A secretaria de assuntos estratégicos e de segurança da Presidência estuda um novo plano de luta contra o crime que abandonaria a estratégia de “mão dura” contra as maras, implementada pelo último presidente “arenista”. Descartariam os grandes operativos contra os bairros controlados pelas gangues e apostaria em combatê-las com mais trabalho de inteligência e intervenções cirúrgicas contra os líderes dessas organizações, além de medidas contra a miséria e a exclusão.
Mauricio Funes terá também de enfrentar a ameaça do narcotráfico e da corrupção, no momento muito menos evidente aqui do que na Guatemala ou no México, mas ainda assim preocupante. Apareceram, nos últimos anos, grupos de narcotraficantes muito estruturados, abrigados por comandos intermediários da Polícia Nacional Civil e da Promotoria.

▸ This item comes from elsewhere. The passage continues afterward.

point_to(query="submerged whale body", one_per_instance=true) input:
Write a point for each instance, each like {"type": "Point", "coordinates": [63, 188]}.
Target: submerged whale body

Dois deputados do direitista Partido de Conciliación Nacional foram considerados culpados por lavagem de dinheiro e o proprietário da maior agência de segurança privada do país, alto dirigente da ARENA, foi investigado antes de aparecer morto a tiros de maneira misteriosa. Diante disso, um famoso ex-guerrilheiro foi encarregado por Mauricio Funes para repensar por completo o sistema de inteligência do Estado.

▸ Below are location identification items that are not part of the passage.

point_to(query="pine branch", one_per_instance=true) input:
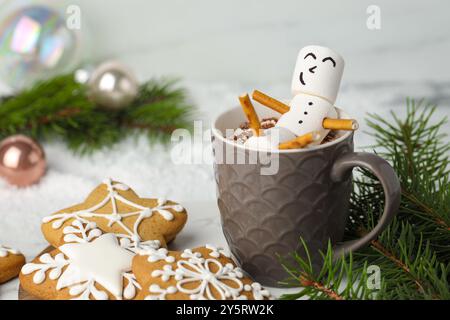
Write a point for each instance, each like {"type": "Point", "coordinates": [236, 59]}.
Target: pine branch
{"type": "Point", "coordinates": [60, 109]}
{"type": "Point", "coordinates": [337, 280]}
{"type": "Point", "coordinates": [413, 252]}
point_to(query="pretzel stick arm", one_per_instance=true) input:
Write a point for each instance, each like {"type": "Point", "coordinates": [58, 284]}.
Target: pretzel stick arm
{"type": "Point", "coordinates": [299, 142]}
{"type": "Point", "coordinates": [250, 113]}
{"type": "Point", "coordinates": [340, 124]}
{"type": "Point", "coordinates": [270, 102]}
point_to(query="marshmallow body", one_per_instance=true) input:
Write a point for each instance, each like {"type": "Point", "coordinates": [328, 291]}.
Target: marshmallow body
{"type": "Point", "coordinates": [306, 115]}
{"type": "Point", "coordinates": [318, 72]}
{"type": "Point", "coordinates": [271, 139]}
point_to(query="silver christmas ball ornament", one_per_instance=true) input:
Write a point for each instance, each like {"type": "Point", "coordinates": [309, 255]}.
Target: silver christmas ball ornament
{"type": "Point", "coordinates": [112, 85]}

Em 15 de setembro, celebrando o dia da Independência de El Salvador, Mauricio Funes reafirmou que seu governo é de “união nacional” e lançou um novo chamado para a construção de um país “menos injusto”. A maioria dos ex-comandantes guerrilheiros da FMLN consultados aceita tanta prudência. A aposta da esquerda em El Salvador é a longo prazo. Este governo, dizem, deverá ampliar e consolidar passo a passo sua base eleitoral para ganhar as eleições legislativas e presidenciais de 2012 e poder, enfim, começar a promover reformas estruturais em um segundo mandato. A direita mais recalcitrante entendeu. O novo líder da ARENA, o ex-presidente Cristiani, nega-se a dar o benefício da dúvida a Mauricio Funes.
Aproveitou a celebração dos cem dias do novo governo para lançar a contraofensiva, apoiado pela maioria dos meios locais. “O país sente que vai à deriva”, sentenciou em uma solene coletiva de imprensa.
No final, apesar do esforço conciliador de Mauricio Funes, as coisas estão claras em El Salvador. Como em Honduras, uma parte considerável da direita e as empresas privadas se posicionam contra a mudança, por menor que ela seja.
*Jean François Boyer é diretor de Le Monde Diplomatique no México, América Central e Estados Unidos.